The Chicago Blackhawks head into Sunday’s home clash against the Vancouver Canucks looking to climb out of a deep hole.
The Blackhawks will return home for the matinee matchup after they suffered a 7-1 beating from the Seattle Kraken on Thursday. Chicago capped a two-game trip in which it lost both times, by a combined 11-2 score.
“I feel like we’re a better group than that, and we should be a group that comes ready hungry every day and want to prove to the teams that we’re ready to work,” the Blackhawks’ Taylor Raddysh said. “I feel like we have a lot more to show than that and feel like we didn’t do that.”

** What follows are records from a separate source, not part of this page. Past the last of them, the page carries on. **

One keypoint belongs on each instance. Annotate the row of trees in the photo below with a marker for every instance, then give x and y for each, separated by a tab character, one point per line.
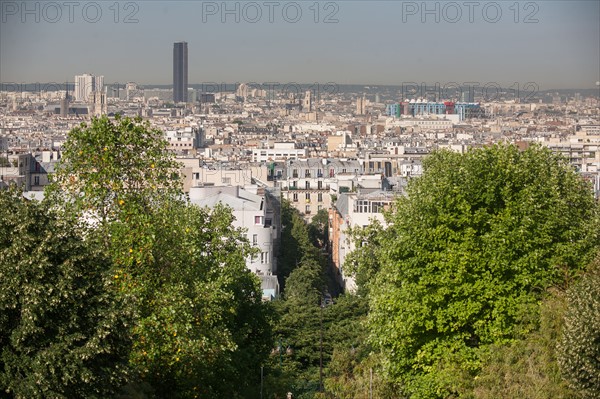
115	285
468	285
479	287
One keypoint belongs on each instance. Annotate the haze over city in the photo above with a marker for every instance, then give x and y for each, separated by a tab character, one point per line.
554	44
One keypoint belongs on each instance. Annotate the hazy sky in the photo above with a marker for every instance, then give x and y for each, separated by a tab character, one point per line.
555	44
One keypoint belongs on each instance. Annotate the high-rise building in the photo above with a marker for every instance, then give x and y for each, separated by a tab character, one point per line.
85	85
307	105
180	72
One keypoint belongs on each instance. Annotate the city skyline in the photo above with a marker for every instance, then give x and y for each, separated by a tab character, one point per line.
554	44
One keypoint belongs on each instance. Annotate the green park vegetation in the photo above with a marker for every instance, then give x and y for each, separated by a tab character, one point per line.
484	284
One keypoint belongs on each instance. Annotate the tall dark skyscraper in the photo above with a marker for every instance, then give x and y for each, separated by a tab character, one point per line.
180	72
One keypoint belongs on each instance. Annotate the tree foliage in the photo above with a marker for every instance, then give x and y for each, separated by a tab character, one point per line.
110	169
579	350
63	334
472	247
526	367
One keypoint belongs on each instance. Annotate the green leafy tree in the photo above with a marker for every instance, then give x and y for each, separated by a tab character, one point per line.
200	328
526	367
63	334
113	170
203	331
318	229
579	349
472	247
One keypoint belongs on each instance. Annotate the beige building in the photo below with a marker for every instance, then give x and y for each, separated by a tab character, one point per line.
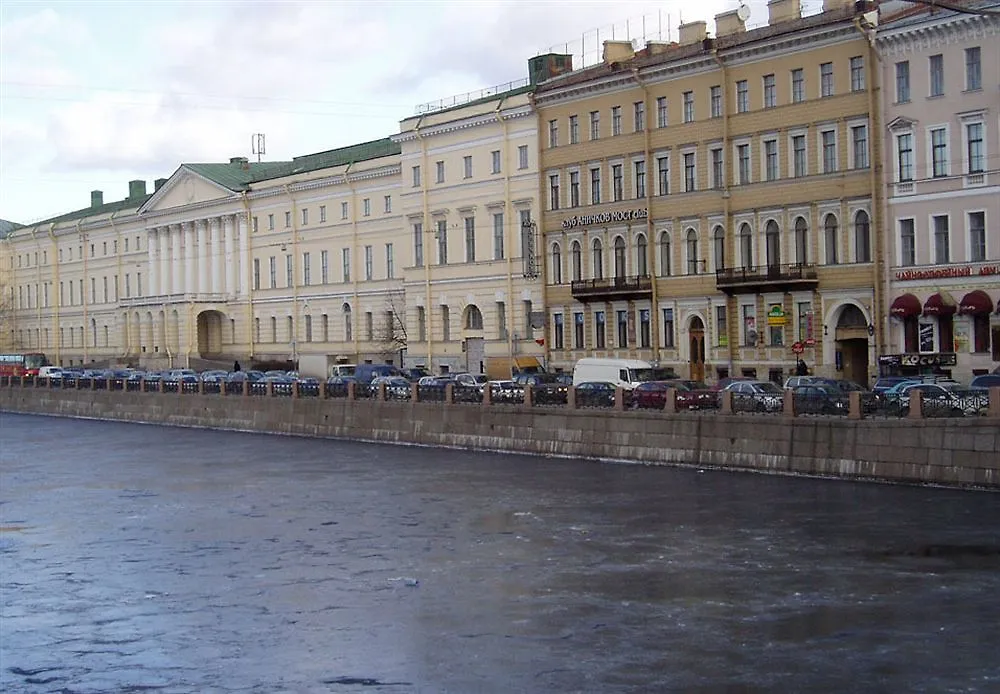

Chicago has lost three straight games and has just two victories in its last nine outings (2-6-1) to drop to the bottom of the league standings.
On Saturday, the Blackhawks recalled Wyatt Kaiser from Rockford of the American Hockey League and placed fellow defenseman Seth Jones (shoulder) on the injured reserve list. They already are without rookie Kevin Korchinski (personal), while fellow defenseman Alex Vlasic is a game-time decision.
The Blackhawks also are missing forwards Taylor Hall (ACL), Andreas Athanasiou (groin) and MacKenzie Entwistle (illness).
Those absences add up to a lot of holes in the lineup, but coach Luke Richardson does not want to hear excuses.
“The battle level and compete levels got to be higher, and we got to be smarter,” he said. “The only thing we can do now is learn from it and respond better. I think we’ve been playing better at home, and that’s what we got to look forward to.”
The Canucks saw their four-game winning streak snapped by a 2-1 shootout loss to the Minnesota Wild on Saturday afternoon to open a four-game trip.
The result is a case of some good and some bad for the Canucks. They were far from their best, especially to start in a substandard first period, but found a way to at least force extra time.
“We grinded it out and got the point, you like that, but the execution, we had a tough time handling pucks,” coach Rick Tocchet said. “You’ve got to learn to play these tight games when they’re not going your way.
“An 82-game schedule, you’re gonna have games (like this). I think our guys will have better legs (Sunday). You could tell guys were off.”
The Canucks, who sit second place in the Western Conference, lacked in myriad areas. Their forecheck was not up to snuff, they had far too many shot attempts blocked, and their vaunted power play failed to cash in with five advantages against a Wild team that boasts one of the league’s worst penalty-killing units.
“Not our best, not our sharpest,” Vancouver forward Teddy Blueger said. “The execution wasn’t as good as we have been and we’d like to be, but we stuck with it. Obviously, Casey (DeSmith, who was in goal) held us in there for a bit. Guys were blocking shots, competing, things like that. So we put ourselves in good position to win. Obviously, didn’t get it done in the end.”